Upregulation of these individual adhesion molecules has been implicated in both endothelial dysfunction and increased risk of CVD [29]. Studies have found that SAA and IL-8 have also been implicated in the development of atherosclerosis [30,31]. There is conflicting literature regarding the association between CVD risk and radon or external gamma radiation exposure [32], which may suggest that other mechanisms such as mixed-metals’ exposure as the culprit driving CVD in miners. Other studies have noted an increase in inflammatory potential, as measured by the SCIP assay in Navajo residents living in close proximity to abandoned U-mines [17,26]. Our approach of using a novel, remote clinical screening platform to assess molecular biomarkers linked with CVD ultimately demonstrates the utility of remote screening to evaluate CVD risk. Future studies may focus on basic inflammatory mechanisms that may be driving upregulation of these biomarkers.

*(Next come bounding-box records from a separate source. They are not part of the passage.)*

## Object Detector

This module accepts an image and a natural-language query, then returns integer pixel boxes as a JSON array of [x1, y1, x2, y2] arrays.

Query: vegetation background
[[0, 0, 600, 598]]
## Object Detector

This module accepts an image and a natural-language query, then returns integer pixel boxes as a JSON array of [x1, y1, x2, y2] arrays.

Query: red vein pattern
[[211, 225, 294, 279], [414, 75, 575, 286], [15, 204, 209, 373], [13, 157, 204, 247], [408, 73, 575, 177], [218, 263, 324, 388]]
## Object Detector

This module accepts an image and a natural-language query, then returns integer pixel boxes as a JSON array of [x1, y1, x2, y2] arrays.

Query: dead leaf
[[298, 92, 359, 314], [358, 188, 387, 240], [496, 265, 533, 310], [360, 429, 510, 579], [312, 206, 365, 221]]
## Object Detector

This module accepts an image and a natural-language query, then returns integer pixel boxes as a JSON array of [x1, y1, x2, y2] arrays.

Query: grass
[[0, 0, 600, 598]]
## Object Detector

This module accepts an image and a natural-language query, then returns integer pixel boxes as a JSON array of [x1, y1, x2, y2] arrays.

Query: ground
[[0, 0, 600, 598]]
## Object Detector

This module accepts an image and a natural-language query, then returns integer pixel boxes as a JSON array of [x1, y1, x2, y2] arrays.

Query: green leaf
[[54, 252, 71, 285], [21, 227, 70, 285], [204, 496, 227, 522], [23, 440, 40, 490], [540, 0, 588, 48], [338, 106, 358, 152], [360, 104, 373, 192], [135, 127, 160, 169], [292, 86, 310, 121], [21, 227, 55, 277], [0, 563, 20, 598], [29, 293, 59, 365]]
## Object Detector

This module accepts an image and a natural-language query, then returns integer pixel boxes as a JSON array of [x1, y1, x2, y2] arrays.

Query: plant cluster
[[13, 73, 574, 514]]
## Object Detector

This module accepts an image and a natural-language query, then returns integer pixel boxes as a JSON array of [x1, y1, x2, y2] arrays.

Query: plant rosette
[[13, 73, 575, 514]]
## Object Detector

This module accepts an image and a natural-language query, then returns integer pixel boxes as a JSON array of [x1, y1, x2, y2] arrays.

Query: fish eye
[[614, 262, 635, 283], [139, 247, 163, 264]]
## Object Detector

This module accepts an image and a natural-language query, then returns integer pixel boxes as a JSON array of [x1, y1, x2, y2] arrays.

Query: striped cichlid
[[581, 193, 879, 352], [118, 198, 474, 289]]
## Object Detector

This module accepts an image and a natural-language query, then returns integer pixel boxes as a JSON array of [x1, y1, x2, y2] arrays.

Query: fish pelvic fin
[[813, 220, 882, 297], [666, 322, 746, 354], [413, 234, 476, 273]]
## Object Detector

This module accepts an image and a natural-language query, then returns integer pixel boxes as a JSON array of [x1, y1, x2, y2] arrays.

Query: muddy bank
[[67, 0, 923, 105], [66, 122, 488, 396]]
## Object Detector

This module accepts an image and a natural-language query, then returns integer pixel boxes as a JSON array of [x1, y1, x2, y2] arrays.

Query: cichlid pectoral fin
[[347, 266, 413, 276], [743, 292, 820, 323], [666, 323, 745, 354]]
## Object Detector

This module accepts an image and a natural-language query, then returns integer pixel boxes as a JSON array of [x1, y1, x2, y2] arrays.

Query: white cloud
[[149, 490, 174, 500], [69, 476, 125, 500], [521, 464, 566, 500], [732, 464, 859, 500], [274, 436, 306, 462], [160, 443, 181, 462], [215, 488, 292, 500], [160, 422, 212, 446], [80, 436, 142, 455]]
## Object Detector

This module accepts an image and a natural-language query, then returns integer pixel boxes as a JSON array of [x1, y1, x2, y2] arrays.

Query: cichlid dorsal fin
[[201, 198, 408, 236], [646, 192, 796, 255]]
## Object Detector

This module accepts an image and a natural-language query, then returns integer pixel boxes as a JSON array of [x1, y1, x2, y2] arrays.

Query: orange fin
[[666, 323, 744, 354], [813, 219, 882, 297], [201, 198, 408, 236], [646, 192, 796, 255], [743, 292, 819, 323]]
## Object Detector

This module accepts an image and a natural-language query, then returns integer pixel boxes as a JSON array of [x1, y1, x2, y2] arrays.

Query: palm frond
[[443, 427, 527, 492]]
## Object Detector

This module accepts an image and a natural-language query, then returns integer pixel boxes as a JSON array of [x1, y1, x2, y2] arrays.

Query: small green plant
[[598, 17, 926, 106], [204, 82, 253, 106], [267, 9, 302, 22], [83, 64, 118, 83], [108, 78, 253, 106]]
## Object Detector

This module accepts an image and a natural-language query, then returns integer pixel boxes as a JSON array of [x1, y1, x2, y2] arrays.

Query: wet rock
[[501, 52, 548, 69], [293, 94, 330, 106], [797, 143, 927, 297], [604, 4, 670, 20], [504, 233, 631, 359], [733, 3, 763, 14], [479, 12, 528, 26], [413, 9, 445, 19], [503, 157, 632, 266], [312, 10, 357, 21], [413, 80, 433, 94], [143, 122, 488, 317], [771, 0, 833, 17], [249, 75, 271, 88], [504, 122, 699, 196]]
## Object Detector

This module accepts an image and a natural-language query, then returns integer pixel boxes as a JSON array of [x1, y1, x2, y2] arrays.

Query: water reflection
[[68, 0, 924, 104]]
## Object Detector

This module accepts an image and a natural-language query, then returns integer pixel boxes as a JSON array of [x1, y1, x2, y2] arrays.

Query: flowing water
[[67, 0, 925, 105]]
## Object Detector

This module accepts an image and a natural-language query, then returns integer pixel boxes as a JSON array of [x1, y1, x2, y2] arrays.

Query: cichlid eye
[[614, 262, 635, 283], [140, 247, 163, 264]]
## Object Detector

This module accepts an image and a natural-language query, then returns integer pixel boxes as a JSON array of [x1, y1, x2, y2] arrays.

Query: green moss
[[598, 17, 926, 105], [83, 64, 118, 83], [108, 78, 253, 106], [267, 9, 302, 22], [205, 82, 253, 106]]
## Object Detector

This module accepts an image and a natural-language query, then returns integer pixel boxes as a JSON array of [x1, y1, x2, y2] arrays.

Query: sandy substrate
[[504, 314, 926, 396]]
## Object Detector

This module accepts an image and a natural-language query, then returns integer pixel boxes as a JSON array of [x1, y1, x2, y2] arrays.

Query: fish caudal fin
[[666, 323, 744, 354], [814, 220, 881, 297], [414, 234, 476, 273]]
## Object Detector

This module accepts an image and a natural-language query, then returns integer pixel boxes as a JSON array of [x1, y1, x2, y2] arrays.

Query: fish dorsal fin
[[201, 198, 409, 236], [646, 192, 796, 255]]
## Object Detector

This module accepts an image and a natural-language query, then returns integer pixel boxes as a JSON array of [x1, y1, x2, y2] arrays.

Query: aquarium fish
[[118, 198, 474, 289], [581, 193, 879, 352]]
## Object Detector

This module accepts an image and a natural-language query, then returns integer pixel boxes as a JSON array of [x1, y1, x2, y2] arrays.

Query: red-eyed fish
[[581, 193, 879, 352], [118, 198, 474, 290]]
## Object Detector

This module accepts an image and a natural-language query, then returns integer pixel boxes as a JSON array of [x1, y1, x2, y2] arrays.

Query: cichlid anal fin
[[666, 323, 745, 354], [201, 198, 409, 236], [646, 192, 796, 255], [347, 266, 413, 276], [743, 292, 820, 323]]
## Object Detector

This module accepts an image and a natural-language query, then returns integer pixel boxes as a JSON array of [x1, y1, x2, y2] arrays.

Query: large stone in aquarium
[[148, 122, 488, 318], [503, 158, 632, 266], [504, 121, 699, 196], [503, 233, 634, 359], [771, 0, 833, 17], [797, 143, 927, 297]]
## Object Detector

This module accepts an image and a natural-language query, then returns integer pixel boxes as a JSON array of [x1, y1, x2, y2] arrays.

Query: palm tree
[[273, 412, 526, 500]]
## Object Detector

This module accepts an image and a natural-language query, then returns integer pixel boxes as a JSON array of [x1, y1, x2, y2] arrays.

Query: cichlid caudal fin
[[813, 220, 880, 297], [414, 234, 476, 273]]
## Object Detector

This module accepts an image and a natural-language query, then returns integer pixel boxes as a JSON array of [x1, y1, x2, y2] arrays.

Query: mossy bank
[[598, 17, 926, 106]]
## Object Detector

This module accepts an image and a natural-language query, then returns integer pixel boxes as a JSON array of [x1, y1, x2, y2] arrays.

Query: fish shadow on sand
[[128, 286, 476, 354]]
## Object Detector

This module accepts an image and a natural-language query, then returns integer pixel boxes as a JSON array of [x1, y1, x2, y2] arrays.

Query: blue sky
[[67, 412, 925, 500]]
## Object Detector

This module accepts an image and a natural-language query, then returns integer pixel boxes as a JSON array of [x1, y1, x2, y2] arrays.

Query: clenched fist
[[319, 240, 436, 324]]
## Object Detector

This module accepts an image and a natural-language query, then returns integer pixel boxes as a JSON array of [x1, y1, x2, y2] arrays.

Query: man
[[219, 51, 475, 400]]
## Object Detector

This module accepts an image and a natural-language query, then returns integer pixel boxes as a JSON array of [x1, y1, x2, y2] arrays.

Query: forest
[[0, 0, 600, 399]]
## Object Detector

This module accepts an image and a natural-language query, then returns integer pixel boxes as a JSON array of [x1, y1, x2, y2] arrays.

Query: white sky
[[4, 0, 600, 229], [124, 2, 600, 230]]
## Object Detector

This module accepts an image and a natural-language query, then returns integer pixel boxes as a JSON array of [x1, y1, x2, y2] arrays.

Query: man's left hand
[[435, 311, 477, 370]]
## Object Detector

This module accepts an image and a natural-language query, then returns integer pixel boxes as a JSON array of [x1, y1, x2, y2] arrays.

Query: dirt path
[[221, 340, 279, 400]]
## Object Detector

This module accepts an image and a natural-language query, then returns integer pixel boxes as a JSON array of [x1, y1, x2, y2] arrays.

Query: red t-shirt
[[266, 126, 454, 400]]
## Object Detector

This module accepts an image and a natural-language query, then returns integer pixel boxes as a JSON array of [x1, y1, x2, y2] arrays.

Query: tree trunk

4.2. Strengths of This Study

Strengths of this study include the study population that represents underserved, minority populations including White, Native American, and Hispanic miners. The mobile, rural recruitment strategy also allowed for broader geographic inclusion, including reaching individuals who are less likely to attend a hospital-based, fixed clinic. In addition, assessment of molecular biomarkers in an at-risk, occupational cohort is novel and important to understanding possible molecular targets relevant to occupational and toxicological exposures.

4.3. Potential Limitations

The major limitation of this study was the small sample size, which decreases statistical power and increases uncertainty in selecting the best model. We are aware that these results should be repeated with a greater number for both U and non-U miners, and ongoing studies are in the process of recruiting more patients from multiple sites. Future studies will include miners recruited from both MCMC mobile outreach and the UNM-H Pulmonology Clinic. Additionally, U-mining tenure (years of U-mining) was based on self-report and therefore subjected to recall bias. Furthermore, although the SCIP assay is sensitive, detecting endothelial dysfunction in lieu of canonical cytokine changes, it is not necessarily specific to occupational exposures. However, given the preliminary and pilot nature of this study, the data collected from our study are immensely valuable.

5. Conclusions

These findings suggest that U-miners may be at higher risk for CVD, based on their molecular biomarkers and that the SCIP assay may serve as a novel way to assess circulating inflammatory potential following occupational exposures in the mining industry. Further research is warranted to decipher specific circulating, serum-borne factors that may play a role in occupational disease.